Gray, obscured in smoke, curved in the centre, uneven as the
Confederate line of battle always was--he saw it sweep onward over the
September field. At the moment to have had his place in that charge beyond
the river, he would have cheerfully met his death when the day was over.
Through the night he slept fitfully, awaking from time to time to ask
eagerly if it were not almost daybreak; then with the dawn the silence that
had fallen over the Potomac seemed to leave a greater blank to be filled
with the noises along the Virginia shore. The hurrying footsteps in the
street outside kept up ceaselessly until the dark again; mingled with the
cries of the wounded and the prayers of the frightened he heard always that
eager, tireless passing of many feet.

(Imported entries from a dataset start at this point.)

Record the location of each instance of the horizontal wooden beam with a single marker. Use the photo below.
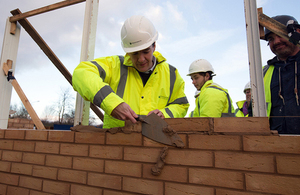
(272, 25)
(44, 9)
(50, 54)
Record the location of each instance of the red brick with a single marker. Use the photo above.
(142, 186)
(123, 168)
(30, 182)
(44, 172)
(14, 134)
(194, 124)
(12, 156)
(6, 144)
(245, 161)
(11, 190)
(29, 126)
(88, 164)
(288, 165)
(272, 184)
(107, 152)
(72, 176)
(90, 138)
(56, 187)
(10, 179)
(141, 154)
(74, 149)
(168, 173)
(32, 192)
(5, 166)
(17, 126)
(152, 143)
(33, 158)
(110, 192)
(2, 134)
(24, 146)
(189, 157)
(36, 135)
(234, 192)
(105, 181)
(275, 144)
(61, 136)
(47, 147)
(59, 161)
(250, 125)
(85, 190)
(24, 120)
(3, 189)
(215, 177)
(215, 142)
(132, 139)
(21, 168)
(179, 189)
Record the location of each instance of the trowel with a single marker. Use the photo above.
(157, 129)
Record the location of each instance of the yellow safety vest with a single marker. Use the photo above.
(109, 81)
(213, 101)
(238, 112)
(268, 72)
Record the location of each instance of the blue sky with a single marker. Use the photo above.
(188, 30)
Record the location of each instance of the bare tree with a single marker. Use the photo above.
(63, 106)
(21, 111)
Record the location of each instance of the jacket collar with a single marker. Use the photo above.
(156, 54)
(275, 60)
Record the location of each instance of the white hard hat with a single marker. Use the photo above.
(200, 65)
(137, 33)
(247, 86)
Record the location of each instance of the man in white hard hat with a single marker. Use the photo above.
(245, 106)
(213, 100)
(137, 84)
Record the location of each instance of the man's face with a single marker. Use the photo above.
(142, 60)
(281, 47)
(248, 95)
(199, 80)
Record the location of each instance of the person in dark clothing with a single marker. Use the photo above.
(281, 78)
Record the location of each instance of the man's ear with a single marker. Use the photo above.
(207, 76)
(154, 46)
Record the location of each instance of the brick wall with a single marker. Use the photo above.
(222, 156)
(20, 123)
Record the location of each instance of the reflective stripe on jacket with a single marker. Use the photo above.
(213, 101)
(239, 112)
(268, 72)
(109, 81)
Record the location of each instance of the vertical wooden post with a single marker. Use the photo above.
(9, 51)
(87, 53)
(254, 53)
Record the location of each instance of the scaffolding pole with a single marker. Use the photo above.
(255, 64)
(9, 52)
(82, 107)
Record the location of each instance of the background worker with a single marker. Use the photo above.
(213, 100)
(245, 106)
(138, 84)
(281, 78)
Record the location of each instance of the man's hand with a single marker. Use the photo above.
(124, 112)
(158, 113)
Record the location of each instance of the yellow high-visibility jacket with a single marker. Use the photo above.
(268, 72)
(213, 101)
(238, 112)
(109, 81)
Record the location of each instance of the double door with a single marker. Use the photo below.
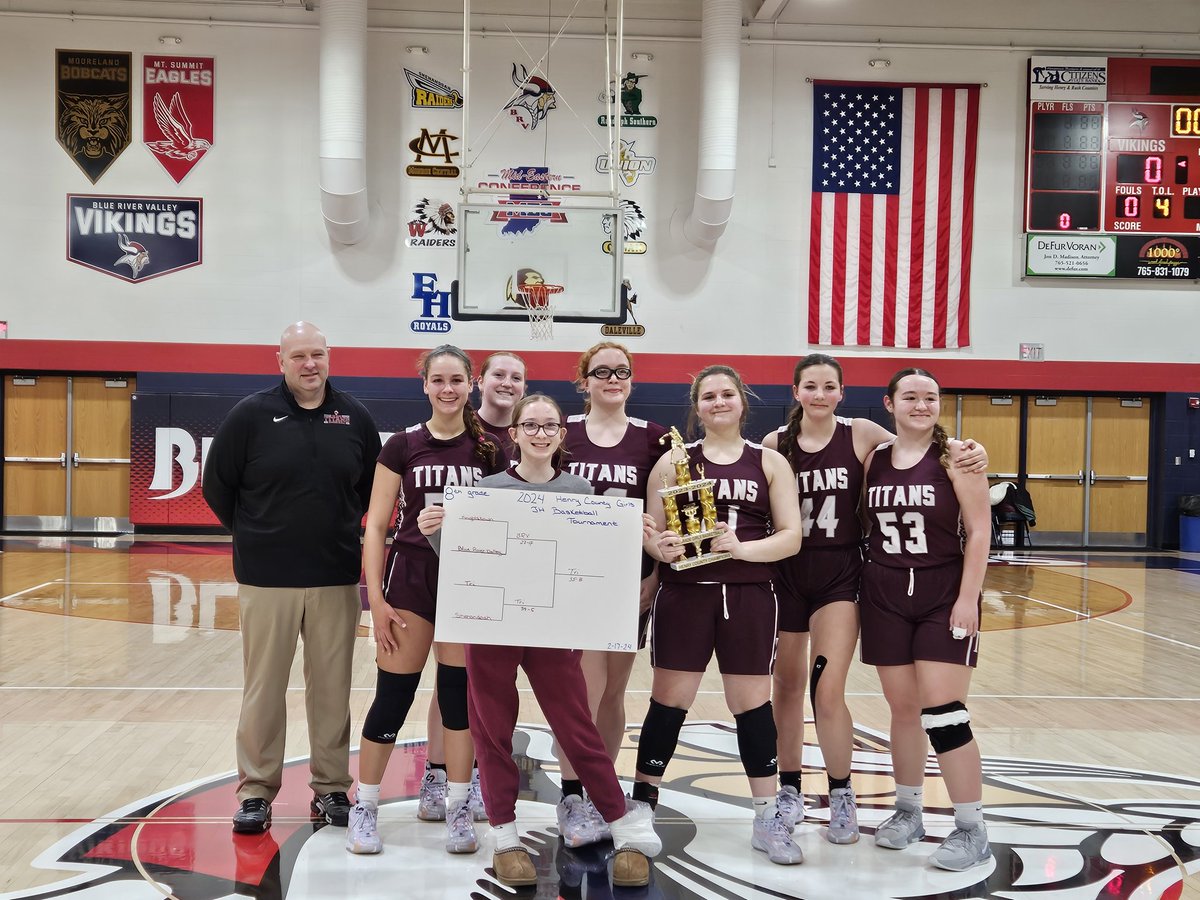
(1085, 461)
(66, 453)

So familiar it became, so constant an
accompaniment to his restless thoughts, that when at last the day wore out
and the streets grew empty, he found himself listening for the steps of a
passer-by as intently as he had listened in the morning for the renewed
clamour of the battle on the Maryland fields.
The stir of the retreat did not reach the stable where he lay; all night
the army was recrossing the Potomac, but to Dan, tossing on his bed of
straw, it lighted the victor's watch-fires on the disputed ground. He had
not seen the shattered line of battle as it faced disease, exhaustion, and
an army stronger by double numbers, nor had he seen the gray soldiers lying
row on row where they had kept the "sunken road.